El conflicto que enfrenta el abad de la Basílica de Guadalupe, Guillermo Schulenburg, con la jerarquía eclesiástica, tiene dos vertientes claramente diferenciadas: por un lado, el escepticismo del funcionario religioso ante la existencia histórica de Juan Diego y los milagros guadalupanos, es una cuestión de fe, un tema teológico que, si bien toca un núcleo especialmente sensible del culto mayoritario en el país, debe ser resuelto por las instancias católicas correspondientes, en México y en Roma.
El otro aspecto del problema es mucho más terrenal: se refiere al desempeño del religioso como administrador del templo católico más importante del país.
Es razonable suponer que en ambos terrenos esté dirimiéndose, además, una pugna por posiciones de poder dentro de la estructura de la Iglesia católica, pero el proverbial hermetismo en el que se resuelven estas pugnas hace por demás improbable que la opinión pública llegue a enterarse de la composición de los bandos, sus posturas, propósitos y motivaciones.
Al margen de los asuntos internos de la Iglesia, la disputa por la Basílica, y especialmente las acusaciones del sacerdote Antonio Roqueñí Ornelas sobre presuntos malos manejos por parte de Schulenburg, debiera dar pie a un ejercicio de transparencia contable y financiera jamás realizado hasta ahora de la Iglesia católica.
Es evidente que la Basílica de Guadalupe, al igual que el resto de los templos, católicos y de otras religiones, no pueden ser sino propiedad de la nación. Pero, a diferencia de lo que ocurre con la administración de otros bienes nacionales, los sitios religiosos son administrados sin que las cuentas respectivas sean públicamente conocidas.
El nuevo estatuto nacional de las iglesias, formulado durante el gobierno anterior, dejó lagunas legales y ambigedades en estos puntos.
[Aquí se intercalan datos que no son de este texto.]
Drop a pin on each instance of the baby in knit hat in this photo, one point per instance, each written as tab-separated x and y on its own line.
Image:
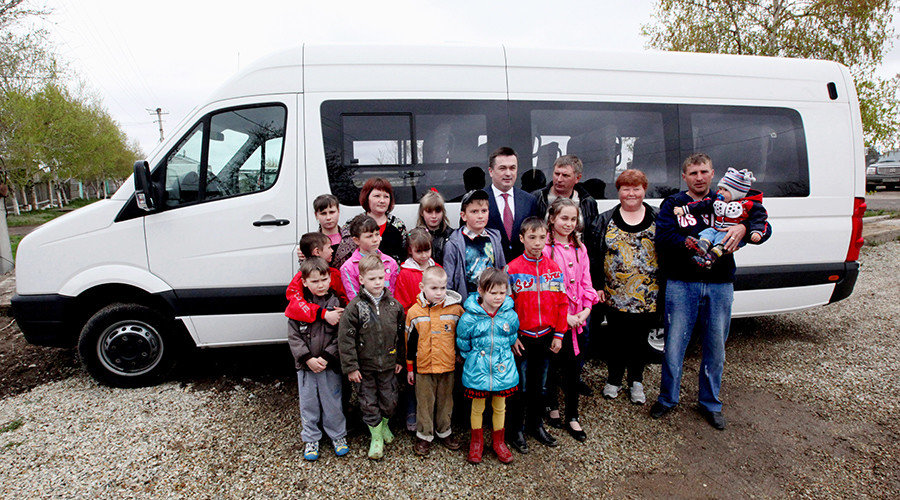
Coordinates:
735	203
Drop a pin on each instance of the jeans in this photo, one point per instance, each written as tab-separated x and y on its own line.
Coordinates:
628	345
564	373
687	303
526	407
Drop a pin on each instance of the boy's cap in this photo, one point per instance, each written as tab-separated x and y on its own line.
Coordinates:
473	195
737	182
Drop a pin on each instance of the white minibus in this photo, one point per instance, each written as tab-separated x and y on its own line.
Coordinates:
201	253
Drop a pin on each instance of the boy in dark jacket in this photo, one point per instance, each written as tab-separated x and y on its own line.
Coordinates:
370	340
315	350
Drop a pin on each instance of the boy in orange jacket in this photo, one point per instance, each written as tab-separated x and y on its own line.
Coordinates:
431	358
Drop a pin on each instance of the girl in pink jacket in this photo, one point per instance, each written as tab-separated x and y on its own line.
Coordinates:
565	248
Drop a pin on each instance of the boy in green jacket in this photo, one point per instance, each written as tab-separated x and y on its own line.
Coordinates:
371	348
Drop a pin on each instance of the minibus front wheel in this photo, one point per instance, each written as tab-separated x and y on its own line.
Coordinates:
128	345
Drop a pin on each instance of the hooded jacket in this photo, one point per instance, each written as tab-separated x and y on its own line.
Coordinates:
370	335
431	334
486	342
314	339
302	310
455	258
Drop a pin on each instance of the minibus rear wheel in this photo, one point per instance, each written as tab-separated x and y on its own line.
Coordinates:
128	345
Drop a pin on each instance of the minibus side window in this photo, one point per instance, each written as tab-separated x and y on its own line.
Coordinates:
182	165
228	153
608	138
770	142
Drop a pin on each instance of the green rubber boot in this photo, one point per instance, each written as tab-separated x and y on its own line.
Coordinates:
386	434
376	448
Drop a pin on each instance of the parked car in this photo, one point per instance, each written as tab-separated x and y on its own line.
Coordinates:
884	172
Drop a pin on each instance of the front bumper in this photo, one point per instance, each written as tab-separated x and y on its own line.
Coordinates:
49	320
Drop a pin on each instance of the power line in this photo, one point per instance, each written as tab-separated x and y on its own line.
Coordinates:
159	113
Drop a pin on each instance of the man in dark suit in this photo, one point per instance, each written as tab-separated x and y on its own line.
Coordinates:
508	205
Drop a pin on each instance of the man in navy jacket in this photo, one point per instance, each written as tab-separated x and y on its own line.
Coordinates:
695	294
508	205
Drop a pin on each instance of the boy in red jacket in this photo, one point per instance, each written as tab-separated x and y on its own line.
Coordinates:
314	245
539	292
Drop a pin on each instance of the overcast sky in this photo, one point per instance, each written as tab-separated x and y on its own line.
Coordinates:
173	54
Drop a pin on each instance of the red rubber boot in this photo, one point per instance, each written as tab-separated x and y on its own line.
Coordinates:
500	447
476	447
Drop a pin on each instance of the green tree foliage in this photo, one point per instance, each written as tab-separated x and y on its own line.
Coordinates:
856	33
53	135
47	132
27	62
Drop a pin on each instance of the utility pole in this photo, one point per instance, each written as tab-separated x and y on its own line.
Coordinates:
158	112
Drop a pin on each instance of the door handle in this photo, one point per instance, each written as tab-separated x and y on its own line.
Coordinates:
271	222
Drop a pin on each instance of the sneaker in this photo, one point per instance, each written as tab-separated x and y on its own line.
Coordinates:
584	389
637	393
340	447
611	391
714	418
659	410
312	451
421	447
702	262
700	247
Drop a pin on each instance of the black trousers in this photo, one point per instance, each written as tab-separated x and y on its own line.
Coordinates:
628	344
565	372
527	405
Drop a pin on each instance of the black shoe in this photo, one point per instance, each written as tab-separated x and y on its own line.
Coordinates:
543	436
715	418
659	410
517	441
555	422
584	389
580	436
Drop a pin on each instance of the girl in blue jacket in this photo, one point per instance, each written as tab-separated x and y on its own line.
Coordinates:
485	336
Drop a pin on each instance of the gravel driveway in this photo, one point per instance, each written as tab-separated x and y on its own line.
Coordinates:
811	401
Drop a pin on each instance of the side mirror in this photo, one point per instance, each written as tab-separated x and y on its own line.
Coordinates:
143	189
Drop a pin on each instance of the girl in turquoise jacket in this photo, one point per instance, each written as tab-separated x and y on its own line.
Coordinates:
485	335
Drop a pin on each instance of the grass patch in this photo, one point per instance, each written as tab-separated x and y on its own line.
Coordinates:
11	426
38	217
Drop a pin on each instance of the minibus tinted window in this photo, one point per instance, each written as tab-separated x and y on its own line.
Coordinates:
767	141
608	138
414	144
228	153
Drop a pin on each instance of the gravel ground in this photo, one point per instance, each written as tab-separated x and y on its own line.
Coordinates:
810	399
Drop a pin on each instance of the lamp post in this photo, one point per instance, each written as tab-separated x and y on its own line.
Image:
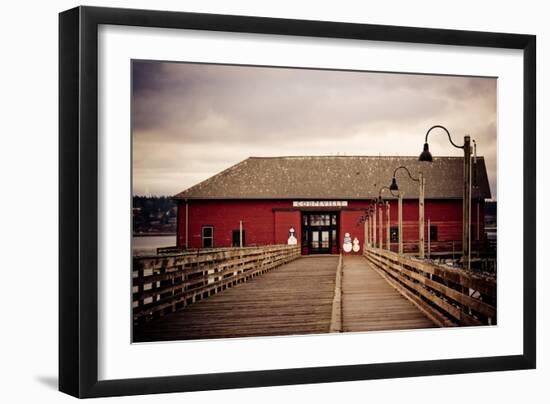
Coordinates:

Ello no debe ser obstáculo, sin embargo, para que se avance en la transparencia administrativa por parte de todos los credos.
Ello no implicaría de ningún modo una actitud escéptica hacia las religiones y sus ministros, sino que sería una mera consecuencia lógica de la evolución social que ha vivido el país y que ha generado actitudes cívicas y participativas a las cuales el ámbito religioso no puede permanecer ajeno.